The Tina models leverage RL to refine reasoning abilities from verifiable reward signals. By building upon a compact model architecture (DeepSeek-R1-Distill-Qwen-1.5B), Tina applies RL by updating minimal parameters, providing a scalable approach to reasoning performance improvement.

Training and Evaluation

Tina models underwent rigorous evaluation against multiple reasoning benchmarks, including AIME24/25, AMC23, and MATH500. The evaluation process revealed that Tina models could rival or surpass existing SOTA models in reasoning tasks despite their smaller scale and reduced training cost.

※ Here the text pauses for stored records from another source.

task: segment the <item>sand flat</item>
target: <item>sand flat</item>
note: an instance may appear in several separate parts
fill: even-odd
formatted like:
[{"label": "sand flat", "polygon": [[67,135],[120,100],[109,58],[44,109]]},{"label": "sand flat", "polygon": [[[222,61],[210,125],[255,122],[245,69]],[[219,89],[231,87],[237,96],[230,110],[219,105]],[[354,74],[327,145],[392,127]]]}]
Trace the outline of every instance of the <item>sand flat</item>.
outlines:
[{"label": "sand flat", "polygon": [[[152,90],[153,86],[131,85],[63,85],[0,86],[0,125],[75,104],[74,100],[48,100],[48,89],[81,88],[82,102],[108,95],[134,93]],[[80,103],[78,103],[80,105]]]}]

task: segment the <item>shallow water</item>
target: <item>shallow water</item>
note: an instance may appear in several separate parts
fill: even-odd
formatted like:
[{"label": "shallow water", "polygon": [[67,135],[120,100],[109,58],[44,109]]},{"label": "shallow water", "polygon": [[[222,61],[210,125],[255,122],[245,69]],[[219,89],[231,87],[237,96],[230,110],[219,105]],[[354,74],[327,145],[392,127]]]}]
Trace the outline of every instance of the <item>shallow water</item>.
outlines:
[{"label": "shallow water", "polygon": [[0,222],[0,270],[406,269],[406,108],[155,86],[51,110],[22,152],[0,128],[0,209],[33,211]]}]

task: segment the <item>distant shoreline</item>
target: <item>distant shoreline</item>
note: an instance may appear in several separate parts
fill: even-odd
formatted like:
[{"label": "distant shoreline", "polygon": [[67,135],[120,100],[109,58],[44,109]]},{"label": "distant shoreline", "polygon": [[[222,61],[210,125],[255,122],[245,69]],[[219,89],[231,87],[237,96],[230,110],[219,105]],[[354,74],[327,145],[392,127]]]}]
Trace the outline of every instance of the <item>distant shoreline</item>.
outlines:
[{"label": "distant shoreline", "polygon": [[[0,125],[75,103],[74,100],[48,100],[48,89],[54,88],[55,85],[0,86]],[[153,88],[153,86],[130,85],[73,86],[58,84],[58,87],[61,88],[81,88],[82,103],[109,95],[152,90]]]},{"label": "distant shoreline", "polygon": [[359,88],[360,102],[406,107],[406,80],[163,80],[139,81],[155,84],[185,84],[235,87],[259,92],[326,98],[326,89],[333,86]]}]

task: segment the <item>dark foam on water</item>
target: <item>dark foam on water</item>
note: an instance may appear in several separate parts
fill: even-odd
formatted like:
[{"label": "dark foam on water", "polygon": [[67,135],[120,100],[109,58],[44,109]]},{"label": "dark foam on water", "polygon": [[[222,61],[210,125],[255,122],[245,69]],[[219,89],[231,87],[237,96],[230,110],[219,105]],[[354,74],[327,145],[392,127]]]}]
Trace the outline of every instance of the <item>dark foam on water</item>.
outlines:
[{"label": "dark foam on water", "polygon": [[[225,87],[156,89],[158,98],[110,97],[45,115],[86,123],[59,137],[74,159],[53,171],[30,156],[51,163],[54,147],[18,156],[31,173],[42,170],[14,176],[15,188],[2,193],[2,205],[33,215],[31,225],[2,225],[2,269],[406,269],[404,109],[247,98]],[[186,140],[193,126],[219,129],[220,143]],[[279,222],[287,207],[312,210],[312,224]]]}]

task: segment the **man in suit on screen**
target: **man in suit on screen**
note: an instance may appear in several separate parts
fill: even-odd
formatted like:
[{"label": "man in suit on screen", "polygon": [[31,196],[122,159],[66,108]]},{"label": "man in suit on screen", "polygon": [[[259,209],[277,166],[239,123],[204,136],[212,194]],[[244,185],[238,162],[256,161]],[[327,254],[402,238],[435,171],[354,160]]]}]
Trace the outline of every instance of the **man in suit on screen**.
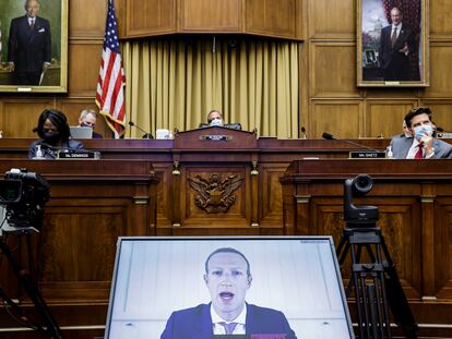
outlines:
[{"label": "man in suit on screen", "polygon": [[392,24],[381,29],[379,59],[385,81],[408,81],[409,55],[415,52],[412,29],[402,23],[402,11],[391,10]]},{"label": "man in suit on screen", "polygon": [[296,339],[282,312],[245,301],[252,276],[241,252],[230,247],[214,251],[205,261],[204,281],[212,302],[173,312],[160,339],[212,339],[227,335]]},{"label": "man in suit on screen", "polygon": [[26,0],[26,14],[11,21],[8,69],[14,72],[14,85],[39,85],[51,64],[50,24],[37,16],[39,8],[38,0]]}]

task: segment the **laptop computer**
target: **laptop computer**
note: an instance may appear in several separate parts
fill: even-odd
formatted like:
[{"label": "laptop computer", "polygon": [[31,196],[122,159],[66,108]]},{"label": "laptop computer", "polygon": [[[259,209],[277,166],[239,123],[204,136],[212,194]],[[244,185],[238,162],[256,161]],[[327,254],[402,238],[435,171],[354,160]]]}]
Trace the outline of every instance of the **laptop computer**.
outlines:
[{"label": "laptop computer", "polygon": [[[206,258],[225,247],[249,263],[247,318],[257,305],[279,311],[273,314],[283,314],[297,338],[355,338],[331,237],[145,237],[118,240],[105,339],[160,338],[164,331],[163,338],[173,338],[176,324],[186,323],[168,322],[175,311],[200,307],[210,314]],[[234,291],[226,303],[239,294]],[[239,337],[285,338],[274,331]]]},{"label": "laptop computer", "polygon": [[93,138],[93,128],[70,126],[72,138]]}]

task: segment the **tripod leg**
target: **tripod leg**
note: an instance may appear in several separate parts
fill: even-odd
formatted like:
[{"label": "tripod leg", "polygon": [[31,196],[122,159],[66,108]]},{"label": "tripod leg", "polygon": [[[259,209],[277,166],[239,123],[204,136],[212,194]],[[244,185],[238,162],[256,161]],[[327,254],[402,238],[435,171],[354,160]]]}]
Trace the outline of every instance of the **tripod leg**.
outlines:
[{"label": "tripod leg", "polygon": [[381,247],[388,262],[384,281],[389,306],[391,307],[395,323],[401,326],[405,337],[416,339],[418,326],[412,310],[409,308],[408,301],[406,300],[405,292],[403,291],[401,280],[399,279],[395,265],[390,256],[383,235],[381,235]]},{"label": "tripod leg", "polygon": [[10,249],[1,240],[0,249],[10,262],[14,274],[17,276],[29,299],[35,304],[36,310],[39,313],[39,316],[46,327],[46,332],[49,336],[48,338],[63,339],[64,337],[61,334],[61,330],[57,322],[53,319],[53,316],[51,315],[49,308],[47,307],[47,304],[45,303],[43,296],[40,295],[36,284],[34,283],[33,277],[25,269],[22,269],[22,267],[15,262]]}]

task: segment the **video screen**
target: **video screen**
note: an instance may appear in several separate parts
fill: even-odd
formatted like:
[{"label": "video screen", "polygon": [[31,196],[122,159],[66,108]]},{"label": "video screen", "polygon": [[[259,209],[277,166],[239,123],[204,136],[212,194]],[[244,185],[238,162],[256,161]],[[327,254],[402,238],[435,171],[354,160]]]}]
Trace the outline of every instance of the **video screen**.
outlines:
[{"label": "video screen", "polygon": [[229,337],[354,338],[332,239],[119,239],[106,339]]}]

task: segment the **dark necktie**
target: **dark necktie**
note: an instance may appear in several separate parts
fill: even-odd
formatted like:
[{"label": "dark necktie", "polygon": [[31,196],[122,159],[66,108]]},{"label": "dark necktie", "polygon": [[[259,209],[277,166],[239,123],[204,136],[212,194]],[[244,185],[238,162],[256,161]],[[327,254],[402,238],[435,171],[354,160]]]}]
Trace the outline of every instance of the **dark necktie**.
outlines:
[{"label": "dark necktie", "polygon": [[396,39],[397,39],[397,28],[394,28],[392,29],[392,35],[391,35],[391,46],[394,46]]},{"label": "dark necktie", "polygon": [[219,325],[222,325],[224,328],[225,328],[225,330],[226,330],[226,335],[231,335],[233,332],[234,332],[234,329],[236,328],[236,326],[237,326],[237,323],[229,323],[229,324],[226,324],[225,322],[221,322],[221,323],[218,323]]},{"label": "dark necktie", "polygon": [[415,159],[424,159],[423,155],[423,144],[417,145],[417,152],[415,154]]}]

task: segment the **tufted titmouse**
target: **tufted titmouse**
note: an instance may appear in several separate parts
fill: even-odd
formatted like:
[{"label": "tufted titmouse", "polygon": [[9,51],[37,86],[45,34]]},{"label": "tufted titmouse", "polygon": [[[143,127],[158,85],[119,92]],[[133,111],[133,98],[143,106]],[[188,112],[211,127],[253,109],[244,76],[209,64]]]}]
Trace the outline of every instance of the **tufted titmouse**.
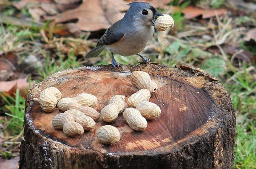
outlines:
[{"label": "tufted titmouse", "polygon": [[129,10],[123,19],[118,20],[105,32],[97,43],[96,47],[85,58],[97,56],[104,50],[111,52],[112,65],[119,66],[114,53],[123,56],[136,54],[142,58],[142,63],[150,60],[139,53],[152,37],[154,32],[154,18],[163,15],[147,3],[136,2],[128,4]]}]

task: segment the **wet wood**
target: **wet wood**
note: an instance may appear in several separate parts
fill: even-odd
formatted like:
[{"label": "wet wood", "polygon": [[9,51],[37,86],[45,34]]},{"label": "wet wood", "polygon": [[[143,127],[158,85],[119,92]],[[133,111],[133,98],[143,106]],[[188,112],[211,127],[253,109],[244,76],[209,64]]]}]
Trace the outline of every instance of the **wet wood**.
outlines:
[{"label": "wet wood", "polygon": [[[150,101],[160,106],[156,120],[148,121],[143,132],[133,131],[122,113],[114,122],[100,119],[95,128],[75,138],[55,130],[51,120],[61,112],[44,112],[38,101],[40,92],[54,86],[62,98],[81,93],[96,96],[99,112],[116,94],[126,100],[138,91],[129,76],[148,72],[159,87]],[[127,105],[126,107],[127,107]],[[220,82],[200,69],[168,68],[154,65],[83,67],[55,73],[29,90],[21,144],[21,168],[184,168],[233,166],[235,116],[228,94]],[[110,145],[95,140],[99,127],[111,124],[121,133]]]}]

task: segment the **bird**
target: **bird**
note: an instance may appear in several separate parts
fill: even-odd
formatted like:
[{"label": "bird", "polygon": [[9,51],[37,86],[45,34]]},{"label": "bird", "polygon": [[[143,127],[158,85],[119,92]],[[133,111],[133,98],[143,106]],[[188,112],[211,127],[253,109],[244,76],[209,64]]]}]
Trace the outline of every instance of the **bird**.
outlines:
[{"label": "bird", "polygon": [[106,30],[96,46],[85,55],[86,58],[96,57],[107,49],[111,53],[114,68],[120,64],[115,59],[114,53],[124,56],[137,55],[142,59],[143,64],[150,61],[139,52],[153,37],[155,17],[163,15],[147,3],[135,2],[128,5],[130,8],[123,18]]}]

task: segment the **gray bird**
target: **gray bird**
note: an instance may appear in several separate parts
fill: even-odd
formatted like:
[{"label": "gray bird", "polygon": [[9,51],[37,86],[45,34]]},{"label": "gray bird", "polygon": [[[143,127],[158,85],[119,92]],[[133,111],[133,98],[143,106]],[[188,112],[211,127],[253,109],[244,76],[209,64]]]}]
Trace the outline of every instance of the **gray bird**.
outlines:
[{"label": "gray bird", "polygon": [[97,56],[107,49],[111,52],[112,65],[120,64],[114,58],[114,53],[123,56],[137,55],[146,64],[150,60],[139,54],[153,36],[154,32],[154,18],[163,15],[158,13],[148,3],[136,2],[130,6],[123,19],[118,20],[105,32],[97,42],[96,47],[89,52],[85,58]]}]

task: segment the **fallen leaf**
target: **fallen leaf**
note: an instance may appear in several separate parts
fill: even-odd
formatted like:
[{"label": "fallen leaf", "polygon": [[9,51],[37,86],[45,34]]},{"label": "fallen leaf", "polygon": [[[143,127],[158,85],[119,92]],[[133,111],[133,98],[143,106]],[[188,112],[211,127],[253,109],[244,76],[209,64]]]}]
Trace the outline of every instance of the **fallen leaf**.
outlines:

Figure 1: Overall comparison between Tina and baseline models.

Trade-offs and Performance

The research presents a compelling trade-off: adopting a lightweight model architecture with parameter-efficient fine-tuning (via LoRA) maintains robust reasoning performance at a reduced cost. The paper highlights:

Efficiency: Achieving reasoning improvements at a mere \$9 post-training cost, representing a 260x cost reduction while maintaining competitive accuracy.
Performance Consistency: Tina models consistently outperform or match the baseline's reasoning abilities, showcasing how minimal computational adjustments derive substantial performance enhancements.
Figure 2: Release timeline of open-source models aiming to replicate advanced reasoning capabilities.

Computational Costs

The paper's training and evaluation setups were strategically optimized to limit expenditure while maximizing performance gains. Financial breakdowns, as presented in the appendix, emphasize cost-effectiveness: the best-performing models of each experiment were achievable with sub-\$100 expenses.

Figure 3: Less is more in LoRA-based RL.

Implications and Future Work

The success of the Tina model family suggests broader implications for the AI community, particularly in democratizing access to advanced reasoning model development. The research posits that LoRA derives its efficiency from a rapid adaptation to output formats rewarded during RL, emphasizing structural learning over comprehensive knowledge revision. This discovery suggests new avenues for continued exploration using parameter-efficient techniques at small scales.

Conclusion

The paper concludes that robust reasoning capabilities can be achieved economically in smaller models by leveraging parameter-efficient updates. Tina represents significant progress in making advanced AI technology more accessible. Despite its promising contributions, the work notes limitations in scaling for more complex tasks and potential gains through further parameter optimization.

Overall, the research reveals a promising pathway for enhancing LLM reasoning abilities through cost-effective strategies, enabling broader, more accessible experimental opportunities within the AI research community.